Explanation provided: injection avoids the trouble of taking the pills every week. Pills cause mild nausea when taken (once a week). In addition the injection is 10% more effective in increasing bone mass than the tablets.
Demographic characteristics and medical specialty as explicators for estimates deviating from actual price (n=740).
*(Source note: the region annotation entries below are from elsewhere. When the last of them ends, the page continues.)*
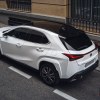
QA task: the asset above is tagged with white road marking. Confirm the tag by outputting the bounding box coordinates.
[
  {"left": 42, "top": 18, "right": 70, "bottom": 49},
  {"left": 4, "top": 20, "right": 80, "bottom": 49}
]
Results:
[
  {"left": 9, "top": 66, "right": 32, "bottom": 79},
  {"left": 53, "top": 89, "right": 78, "bottom": 100}
]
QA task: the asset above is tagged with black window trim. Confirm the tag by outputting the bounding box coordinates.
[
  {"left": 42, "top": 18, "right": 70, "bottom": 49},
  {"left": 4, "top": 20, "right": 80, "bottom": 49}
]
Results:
[{"left": 4, "top": 27, "right": 51, "bottom": 45}]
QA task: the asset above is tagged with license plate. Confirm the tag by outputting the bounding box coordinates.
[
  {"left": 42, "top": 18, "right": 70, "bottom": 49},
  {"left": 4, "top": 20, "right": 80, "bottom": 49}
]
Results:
[{"left": 85, "top": 59, "right": 94, "bottom": 67}]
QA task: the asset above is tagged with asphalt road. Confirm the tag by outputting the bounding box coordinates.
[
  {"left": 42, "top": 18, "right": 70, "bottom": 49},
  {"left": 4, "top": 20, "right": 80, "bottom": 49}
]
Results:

| Physician’s estimate deviated from actual price by ≥50% | |||||
|---|---|---|---|---|---|
| Simvastatin OR (95% CI) | Alendronate OR (95% CI) | Infliximab OR (95% CI) | Natalizumab OR (95% CI) | Escitalopram OR (95% CI) | |
| Male Sex* | 1.2 (0.8-1.8) | 1.5 (1.0-2.4)* | 0.8 (0.6-1.2) | 0.9 (0.5-1.5) | 1.2 (0.8-1.7) |
| Older Age* | 0.8 (0.7-1.0)* | 0.8 (0.7-1.0)* | 1.1 (0.9-1.3) | 0.9 (0.7-1.2) | 1.0 (0.8-1.2) |
| GP* | 0.4 (0.3-0.6)** | 0.5 (0.3-0.8)** | 0.9 (0.6-1.4) | 1.3 (0.7-2.1) | 0.8 (0.5-1.2) |
| Senior consultant | 3.1 (2.1-4.7)** | 2.0 (1.3-2.9)** | 1.0 (0.7-1.5) | 1.1 (0.7-1.8) | 1.1 (0.7-1.6) |
| Internal medicine | 1.2 (0.8-1.9) | 1.1 (0.7-1.7) | 0.8 (0.6-1.3) | 0.4 (0.2-0.6)** | 1.2 (0.8-1.8) |
| Surgery | 1.8 (0.9-4.0) | 1.3 (0.6-2.8) | 1.7 (0.8-3.5) | 3.2 (0.9-10.8) | 2.4 (1.2-5.0)* |
| Psychiatry | 2.2 (1.1-4.4)* | 2.2 (1.1-4.7)* | 1.3 (0.7-2.6) | 2.6 (0.9-7.6) | 1.1 (0.6-2.1) |
Variable names with an asterisk are part of the basic model. Odds ratios with two asterisks indicate significance at the 1% level and those with one asterisk at 5%. Variables coding: Sex: 1 = man, 0 = woman, Age categories: 1 = below 40, 2 = between 40 and 49, 3 = between 50 and 59 and 4 = above 59. OR >1 if physician category more likely to deviate from accurate prices than others; OR < 1 if category less likely to deviate.